Let’s begin with the jobs picture. Although the unemployment rate is back to normal at 4%, the economy is still short by nearly 3 million jobs compared to before the pandemic. But that hasn’t held back housing sales. Existing-home sales reached 6.12 million in 2021, the best since 2006. The median home price reached an all-time high of $347,100, a one-year gain of 16.9%.
A few states actually have more jobs now than before the COVID-19 days. They are Utah, Idaho, Texas, Arizona, Georgia, and Montana in order of performance. Those are also the states experiencing extra strong real estate activity, both in residential and commercial markets. Jobs are important.
What now, given the diminishing pandemic— fingers crossed—and rising mortgage rates? Office workers will need to get back to the office. Maybe the new work model will be some form of hybrid, with a few days each week spent in the office. This still means locational choices do not have to be inherently dependent on big-city downtowns. It’s fine to live farther from the city, given less time spent on the commute. Higher mortgage rates, though, will lock out some would-be buyers. In very high-cost areas, the increase means about $500 more in monthly mortgage payments for the typical borrower. Consequently, home sales will come down 2% to 4% in 2022. If inflation remains stubbornly high and the Fed is forced to be even more aggressive, then home sales could fall by as much as 10%.

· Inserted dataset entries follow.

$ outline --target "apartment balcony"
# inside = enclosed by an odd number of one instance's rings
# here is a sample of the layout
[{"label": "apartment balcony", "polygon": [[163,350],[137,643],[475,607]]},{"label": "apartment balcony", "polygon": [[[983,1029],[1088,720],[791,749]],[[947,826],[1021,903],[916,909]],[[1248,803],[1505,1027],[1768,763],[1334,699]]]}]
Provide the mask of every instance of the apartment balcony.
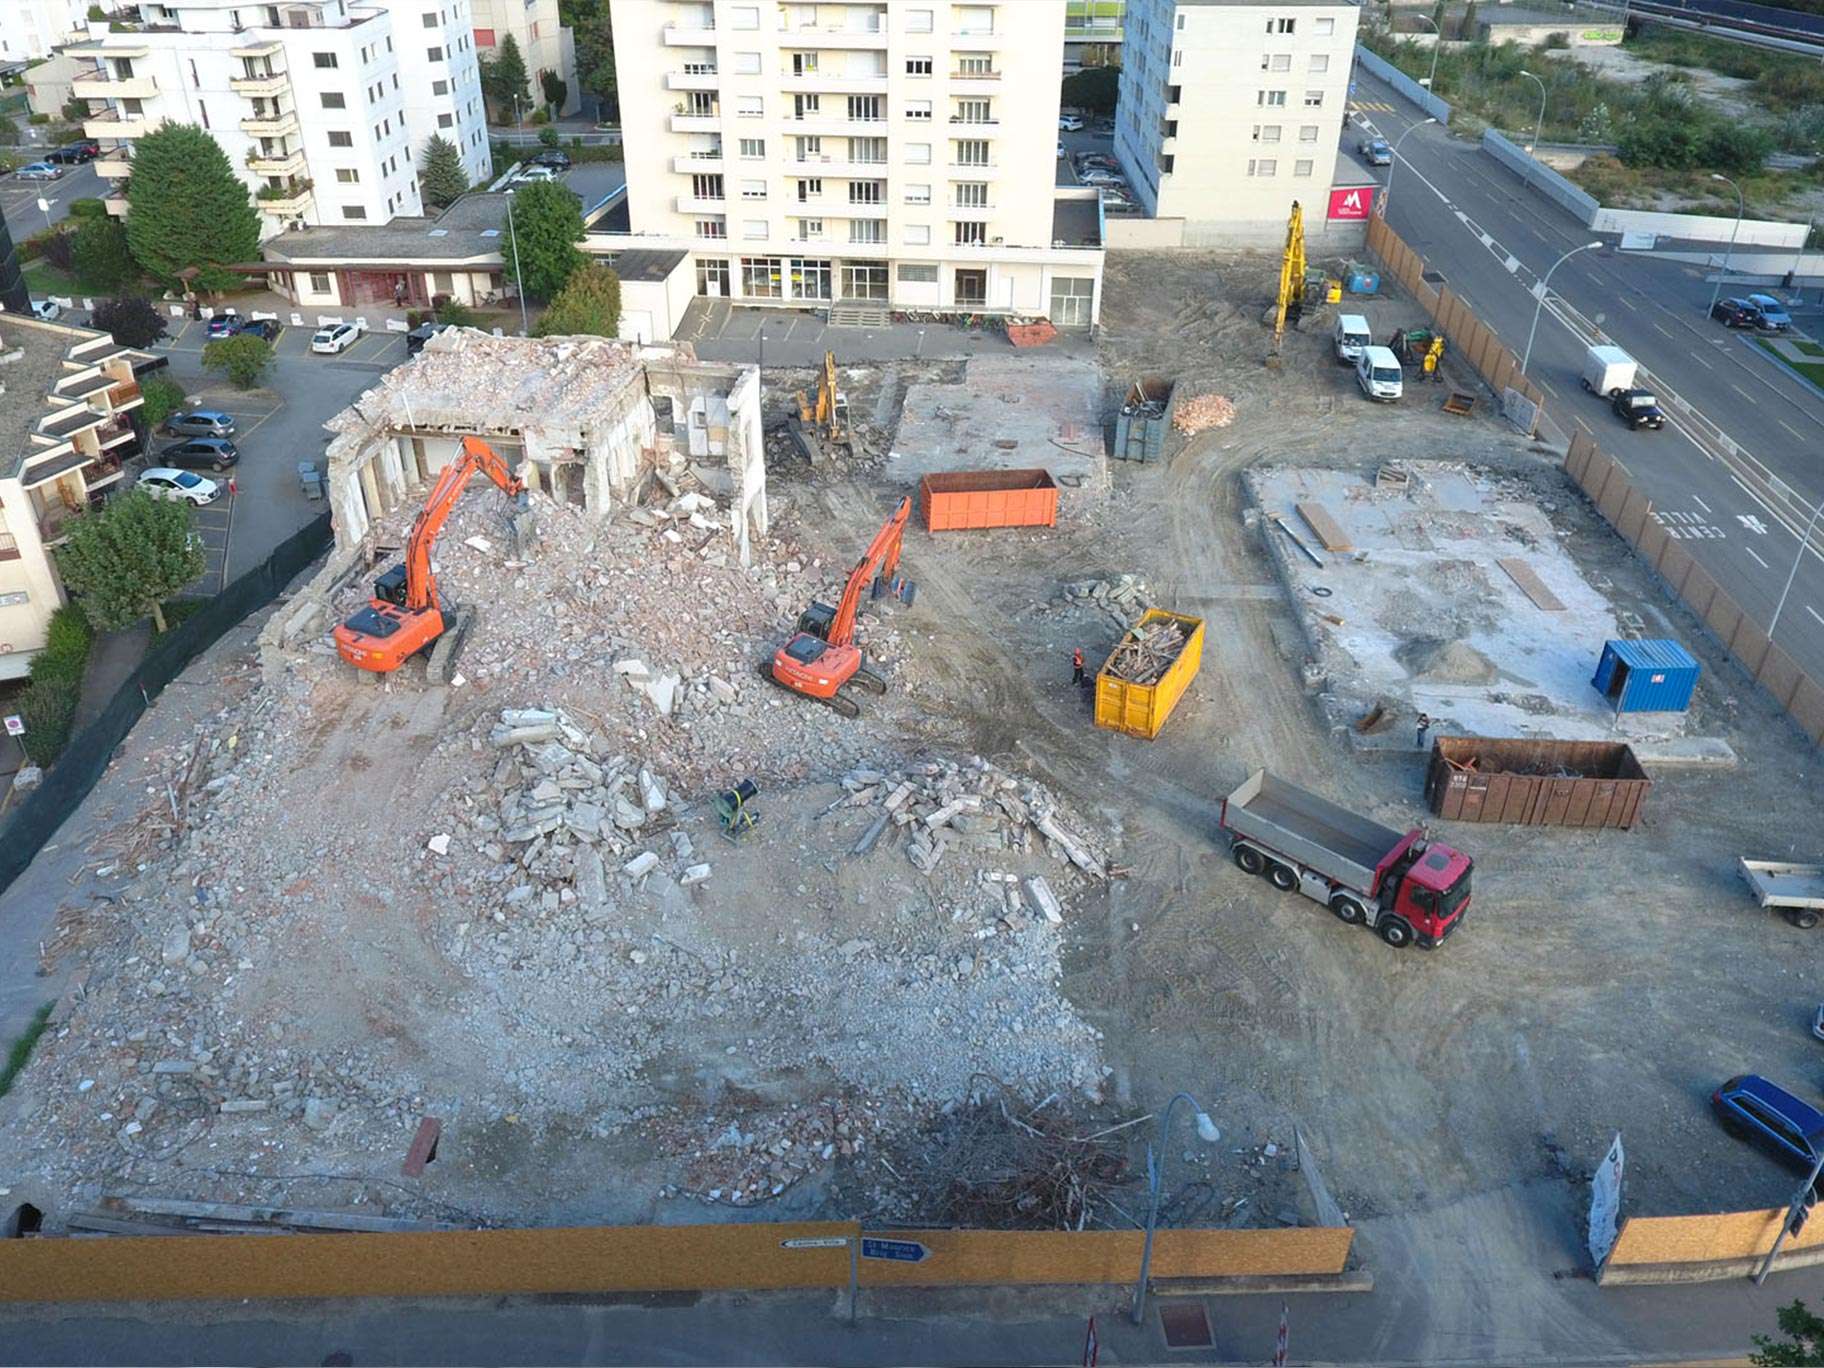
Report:
[{"label": "apartment balcony", "polygon": [[38,515],[38,535],[46,546],[61,546],[70,539],[70,525],[81,516],[77,509],[61,504],[47,508]]},{"label": "apartment balcony", "polygon": [[665,25],[666,47],[714,47],[716,29],[713,24],[705,27],[700,24],[667,24]]},{"label": "apartment balcony", "polygon": [[885,180],[887,176],[886,162],[850,161],[841,152],[810,161],[790,161],[784,166],[786,174],[791,176],[859,176],[863,180]]},{"label": "apartment balcony", "polygon": [[[764,204],[765,202],[765,200],[755,201],[756,204]],[[679,195],[672,201],[672,207],[680,214],[726,214],[728,212],[728,200],[703,199],[697,195]]]},{"label": "apartment balcony", "polygon": [[[145,395],[140,393],[137,380],[117,380],[108,390],[108,407],[115,413],[125,413],[129,409],[136,409],[145,401]],[[107,445],[106,431],[107,429],[103,429],[103,446]]]},{"label": "apartment balcony", "polygon": [[[953,138],[992,138],[1000,131],[1001,121],[999,119],[965,119],[960,114],[952,114],[948,127],[950,136]],[[971,131],[977,128],[982,131],[980,133]]]},{"label": "apartment balcony", "polygon": [[250,138],[295,138],[300,132],[298,116],[289,109],[283,114],[255,114],[241,120],[241,132]]},{"label": "apartment balcony", "polygon": [[[132,436],[133,429],[128,428],[125,437],[131,439]],[[118,456],[103,455],[90,461],[80,473],[83,484],[87,486],[89,493],[93,494],[98,489],[105,489],[111,484],[118,483],[126,471],[121,468]]]},{"label": "apartment balcony", "polygon": [[144,114],[119,114],[110,110],[82,121],[82,131],[91,138],[116,138],[132,142],[152,131],[152,120]]},{"label": "apartment balcony", "polygon": [[996,169],[994,162],[947,162],[950,170],[957,173],[959,180],[986,180],[988,173]]},{"label": "apartment balcony", "polygon": [[878,28],[841,28],[835,25],[828,27],[793,28],[779,30],[781,46],[803,48],[807,51],[817,48],[840,48],[853,51],[861,48],[882,48],[888,42],[887,26],[883,23]]},{"label": "apartment balcony", "polygon": [[826,195],[815,204],[798,206],[804,212],[799,218],[825,219],[884,219],[890,208],[887,204],[851,204],[848,200],[834,199]]},{"label": "apartment balcony", "polygon": [[[901,120],[903,125],[905,120]],[[885,119],[851,119],[838,115],[820,115],[811,119],[786,119],[785,127],[793,134],[809,134],[825,138],[884,138],[892,131],[893,125]]]},{"label": "apartment balcony", "polygon": [[154,100],[158,82],[150,76],[120,77],[98,71],[71,81],[70,93],[79,100]]},{"label": "apartment balcony", "polygon": [[108,213],[115,218],[125,218],[127,216],[126,191],[116,190],[111,195],[104,195],[102,197],[101,207],[106,209]]},{"label": "apartment balcony", "polygon": [[1001,39],[1005,36],[1000,33],[978,33],[968,29],[958,29],[951,35],[954,40],[951,46],[962,48],[964,51],[979,52],[998,48],[1001,45]]},{"label": "apartment balcony", "polygon": [[686,152],[671,159],[671,169],[681,176],[713,175],[724,168],[720,152]]},{"label": "apartment balcony", "polygon": [[673,114],[668,125],[673,133],[720,133],[721,114]]},{"label": "apartment balcony", "polygon": [[1002,92],[998,71],[953,71],[950,73],[952,95],[999,95]]},{"label": "apartment balcony", "polygon": [[269,76],[236,76],[228,82],[228,89],[237,95],[245,95],[250,100],[270,100],[283,95],[291,86],[291,77],[282,71],[275,71]]},{"label": "apartment balcony", "polygon": [[311,186],[309,181],[300,181],[283,189],[268,187],[253,198],[262,214],[271,214],[275,218],[296,218],[310,209]]},{"label": "apartment balcony", "polygon": [[95,174],[103,180],[125,180],[133,174],[133,149],[110,147],[95,159]]},{"label": "apartment balcony", "polygon": [[887,73],[855,76],[846,72],[812,72],[795,76],[788,72],[779,77],[779,88],[788,94],[802,91],[816,95],[885,95]]},{"label": "apartment balcony", "polygon": [[665,73],[667,90],[719,90],[722,87],[722,75],[710,71],[668,71]]},{"label": "apartment balcony", "polygon": [[252,42],[229,48],[228,55],[237,59],[251,58],[257,62],[263,57],[277,56],[284,50],[284,45],[276,38],[256,38]]},{"label": "apartment balcony", "polygon": [[982,223],[994,216],[992,204],[950,204],[944,212],[953,219],[964,219],[970,223]]},{"label": "apartment balcony", "polygon": [[249,152],[247,169],[256,176],[300,176],[304,174],[304,153]]}]

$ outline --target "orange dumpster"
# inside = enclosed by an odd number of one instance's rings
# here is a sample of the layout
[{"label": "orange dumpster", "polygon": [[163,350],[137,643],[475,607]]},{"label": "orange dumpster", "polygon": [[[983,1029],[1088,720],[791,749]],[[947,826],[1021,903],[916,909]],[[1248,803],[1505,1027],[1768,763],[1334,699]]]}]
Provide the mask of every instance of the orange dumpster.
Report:
[{"label": "orange dumpster", "polygon": [[946,471],[918,482],[918,511],[931,532],[1056,527],[1058,486],[1048,470]]}]

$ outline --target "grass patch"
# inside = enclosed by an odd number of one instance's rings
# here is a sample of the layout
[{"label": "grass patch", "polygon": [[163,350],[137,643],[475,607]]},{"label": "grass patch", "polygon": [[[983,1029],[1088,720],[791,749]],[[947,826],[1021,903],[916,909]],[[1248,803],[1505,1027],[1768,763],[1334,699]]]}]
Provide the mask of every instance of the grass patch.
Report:
[{"label": "grass patch", "polygon": [[[1767,355],[1771,356],[1775,361],[1778,361],[1782,366],[1786,367],[1787,370],[1792,371],[1796,375],[1803,376],[1819,389],[1824,389],[1824,361],[1794,361],[1790,356],[1784,355],[1776,350],[1773,343],[1765,337],[1755,338],[1754,345],[1766,352]],[[1824,348],[1816,346],[1813,346],[1810,350],[1806,351],[1806,355],[1809,356],[1813,352],[1816,352],[1820,356],[1824,356]]]},{"label": "grass patch", "polygon": [[51,1008],[54,1005],[47,1002],[32,1013],[32,1024],[25,1028],[25,1034],[15,1040],[12,1049],[7,1051],[6,1066],[0,1068],[0,1097],[11,1092],[13,1083],[25,1072],[26,1062],[37,1048],[39,1038],[50,1028]]},{"label": "grass patch", "polygon": [[28,262],[22,274],[25,276],[25,287],[35,295],[79,295],[84,290],[76,283],[76,277],[68,271],[60,271],[48,261]]},{"label": "grass patch", "polygon": [[1824,347],[1820,347],[1816,342],[1807,342],[1802,337],[1795,337],[1793,338],[1791,345],[1798,351],[1804,352],[1807,356],[1824,357]]}]

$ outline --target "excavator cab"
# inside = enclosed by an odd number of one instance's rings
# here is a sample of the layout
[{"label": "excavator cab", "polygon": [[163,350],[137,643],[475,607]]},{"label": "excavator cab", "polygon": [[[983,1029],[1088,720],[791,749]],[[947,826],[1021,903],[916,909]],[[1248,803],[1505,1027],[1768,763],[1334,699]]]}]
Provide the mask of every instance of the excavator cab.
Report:
[{"label": "excavator cab", "polygon": [[[814,636],[819,641],[828,641],[830,628],[835,625],[836,610],[829,604],[819,603],[815,599],[811,601],[809,608],[798,614],[798,632],[801,636]],[[787,646],[786,649],[789,651],[791,647]],[[802,659],[802,657],[800,658]],[[815,658],[815,656],[812,657],[812,659]]]},{"label": "excavator cab", "polygon": [[405,607],[405,581],[405,562],[400,561],[374,581],[374,597],[398,608]]}]

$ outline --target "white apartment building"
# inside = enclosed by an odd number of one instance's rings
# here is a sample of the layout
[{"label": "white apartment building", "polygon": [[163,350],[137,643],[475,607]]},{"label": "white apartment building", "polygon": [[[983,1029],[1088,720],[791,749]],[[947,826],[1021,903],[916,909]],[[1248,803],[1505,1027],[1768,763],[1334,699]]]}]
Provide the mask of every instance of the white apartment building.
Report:
[{"label": "white apartment building", "polygon": [[[582,105],[582,87],[576,79],[575,34],[565,28],[557,14],[557,0],[473,0],[475,6],[475,46],[492,53],[508,34],[519,46],[525,59],[526,75],[532,87],[533,106],[544,103],[545,90],[539,78],[547,71],[561,80],[568,93],[560,114],[574,114]],[[615,28],[620,28],[621,6],[614,6]],[[529,113],[530,107],[521,111]]]},{"label": "white apartment building", "polygon": [[484,179],[492,163],[466,3],[169,0],[142,3],[131,32],[91,24],[63,51],[90,67],[73,89],[102,144],[96,169],[115,183],[109,211],[126,212],[134,142],[167,121],[215,138],[268,235],[420,214],[413,159],[433,132]]},{"label": "white apartment building", "polygon": [[586,247],[683,249],[712,298],[1094,322],[1064,0],[618,0],[614,32],[625,231]]},{"label": "white apartment building", "polygon": [[0,4],[0,66],[36,62],[82,30],[89,0],[6,0]]},{"label": "white apartment building", "polygon": [[[1276,245],[1294,200],[1323,236],[1359,14],[1341,0],[1128,0],[1115,155],[1182,245]],[[1337,212],[1359,233],[1353,208]]]}]

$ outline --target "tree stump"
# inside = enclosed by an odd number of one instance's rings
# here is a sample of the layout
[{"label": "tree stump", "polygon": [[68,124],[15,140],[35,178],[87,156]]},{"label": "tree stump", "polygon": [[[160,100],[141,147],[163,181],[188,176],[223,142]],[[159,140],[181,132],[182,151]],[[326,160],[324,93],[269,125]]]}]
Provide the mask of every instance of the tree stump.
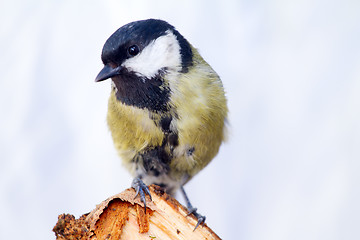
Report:
[{"label": "tree stump", "polygon": [[194,231],[197,219],[184,206],[156,185],[149,189],[152,201],[146,196],[146,211],[129,188],[79,219],[59,215],[56,239],[220,239],[206,223]]}]

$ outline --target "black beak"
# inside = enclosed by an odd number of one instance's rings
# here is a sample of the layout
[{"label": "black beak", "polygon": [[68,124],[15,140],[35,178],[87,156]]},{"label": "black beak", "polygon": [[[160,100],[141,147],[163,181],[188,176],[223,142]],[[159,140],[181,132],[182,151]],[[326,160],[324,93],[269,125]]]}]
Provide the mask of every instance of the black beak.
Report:
[{"label": "black beak", "polygon": [[101,69],[99,74],[96,76],[95,82],[100,82],[108,78],[114,77],[116,75],[120,75],[121,68],[122,68],[121,66],[112,68],[108,64],[106,64],[104,68]]}]

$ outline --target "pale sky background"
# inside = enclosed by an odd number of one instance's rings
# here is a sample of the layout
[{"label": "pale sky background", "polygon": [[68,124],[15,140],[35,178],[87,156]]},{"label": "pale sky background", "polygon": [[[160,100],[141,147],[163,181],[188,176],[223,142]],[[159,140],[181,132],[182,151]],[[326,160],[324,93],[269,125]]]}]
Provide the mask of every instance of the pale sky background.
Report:
[{"label": "pale sky background", "polygon": [[[226,88],[230,136],[186,185],[223,239],[360,239],[360,1],[0,2],[0,239],[54,239],[130,187],[101,49],[161,18]],[[179,196],[179,200],[183,199]]]}]

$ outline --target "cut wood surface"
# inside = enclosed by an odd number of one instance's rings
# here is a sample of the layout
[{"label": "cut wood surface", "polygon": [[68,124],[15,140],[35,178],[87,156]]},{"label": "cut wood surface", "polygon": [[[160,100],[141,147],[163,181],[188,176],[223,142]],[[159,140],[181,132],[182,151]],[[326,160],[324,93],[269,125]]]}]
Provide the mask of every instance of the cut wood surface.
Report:
[{"label": "cut wood surface", "polygon": [[79,219],[61,214],[53,229],[56,239],[220,239],[206,223],[194,231],[197,219],[160,187],[151,185],[150,193],[146,211],[129,188]]}]

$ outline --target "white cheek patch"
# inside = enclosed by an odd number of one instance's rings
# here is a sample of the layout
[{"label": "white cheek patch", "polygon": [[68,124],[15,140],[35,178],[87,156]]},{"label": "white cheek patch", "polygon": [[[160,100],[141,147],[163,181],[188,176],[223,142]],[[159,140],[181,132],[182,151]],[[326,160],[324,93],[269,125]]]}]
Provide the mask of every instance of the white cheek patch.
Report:
[{"label": "white cheek patch", "polygon": [[122,66],[147,78],[154,77],[163,68],[180,70],[180,46],[176,36],[167,31],[166,35],[151,42],[139,55],[127,59]]}]

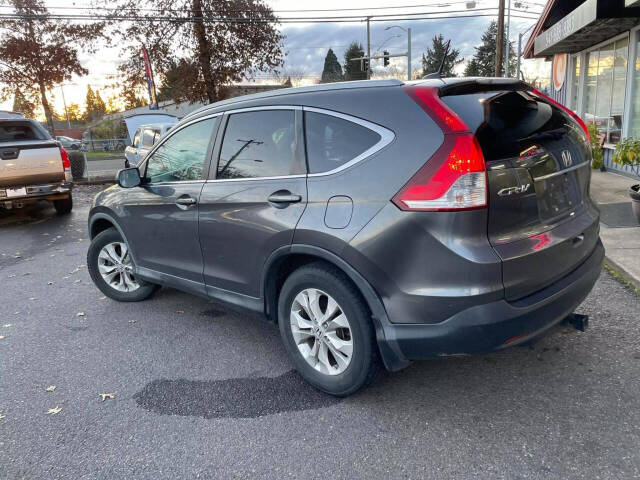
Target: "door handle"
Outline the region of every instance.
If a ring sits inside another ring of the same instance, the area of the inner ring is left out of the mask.
[[[271,203],[297,203],[302,200],[302,197],[291,192],[276,192],[271,194],[267,200]]]
[[[176,205],[184,205],[188,207],[189,205],[195,205],[196,203],[198,203],[198,201],[193,197],[180,197],[176,199]]]

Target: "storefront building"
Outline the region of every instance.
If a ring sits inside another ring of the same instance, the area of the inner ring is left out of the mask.
[[[640,138],[640,0],[549,0],[524,58],[553,61],[551,96],[595,123],[607,168],[621,138]]]

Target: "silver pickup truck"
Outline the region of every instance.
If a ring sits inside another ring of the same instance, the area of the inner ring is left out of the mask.
[[[0,112],[0,208],[48,200],[58,214],[69,213],[71,188],[64,148],[39,123]]]

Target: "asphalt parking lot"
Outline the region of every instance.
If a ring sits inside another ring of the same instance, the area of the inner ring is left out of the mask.
[[[587,333],[335,399],[260,319],[170,289],[103,297],[85,259],[101,188],[67,217],[0,216],[0,478],[640,477],[640,297],[609,273]]]

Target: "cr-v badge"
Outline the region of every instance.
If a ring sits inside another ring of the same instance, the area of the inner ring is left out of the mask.
[[[500,195],[501,197],[506,197],[515,193],[524,193],[529,190],[530,186],[530,183],[525,183],[524,185],[518,185],[517,187],[503,188],[502,190],[498,190],[498,195]]]

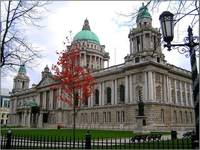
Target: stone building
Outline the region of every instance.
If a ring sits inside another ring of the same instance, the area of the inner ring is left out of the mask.
[[[139,9],[137,27],[130,30],[130,53],[124,63],[104,68],[109,53],[84,21],[72,44],[80,46],[80,64],[93,70],[97,84],[88,102],[80,104],[76,127],[97,129],[169,131],[194,129],[191,72],[166,62],[161,34],[152,27],[145,6]],[[68,46],[70,48],[70,46]],[[108,63],[107,63],[108,64]],[[57,100],[59,89],[48,66],[41,81],[28,88],[29,77],[21,66],[14,78],[10,124],[27,127],[73,126],[72,108]],[[138,103],[144,115],[138,114]]]
[[[0,89],[0,120],[1,125],[6,125],[8,121],[8,113],[10,107],[9,89]]]

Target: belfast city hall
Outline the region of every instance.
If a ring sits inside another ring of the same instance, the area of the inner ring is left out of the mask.
[[[110,56],[85,19],[73,44],[80,46],[80,65],[92,70],[96,84],[92,95],[80,103],[76,127],[87,129],[187,131],[195,128],[191,72],[167,63],[161,50],[161,33],[141,6],[137,26],[127,33],[130,52],[124,63],[104,67]],[[124,37],[126,38],[126,37]],[[48,64],[51,65],[51,64]],[[25,65],[13,80],[9,125],[35,128],[73,126],[73,110],[57,100],[60,89],[48,65],[38,84],[29,87]],[[139,113],[139,102],[143,113]],[[33,109],[35,108],[35,109]]]

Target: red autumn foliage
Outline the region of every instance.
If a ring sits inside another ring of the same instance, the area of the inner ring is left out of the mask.
[[[61,89],[59,100],[70,106],[75,103],[75,99],[78,102],[86,102],[93,92],[95,80],[87,69],[80,66],[79,48],[73,46],[70,50],[63,50],[58,55],[57,65],[53,65],[52,69],[54,78],[60,81],[57,86]],[[76,95],[76,93],[79,94]]]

Prices will keep rising, though, since getting to a balanced market will take time. The turnaround may occur by the middle of the year. Expect calmer home price gains of 3% to 6% per year in 2022 and 2023.
Housing Shortage Worsens
Months’ supply—the number of months it would take for the current inventory of homes on the market to sell given the current sales pace—sits at just 1.6 months, down slightly from the 1.7-month figure recorded in December 2021.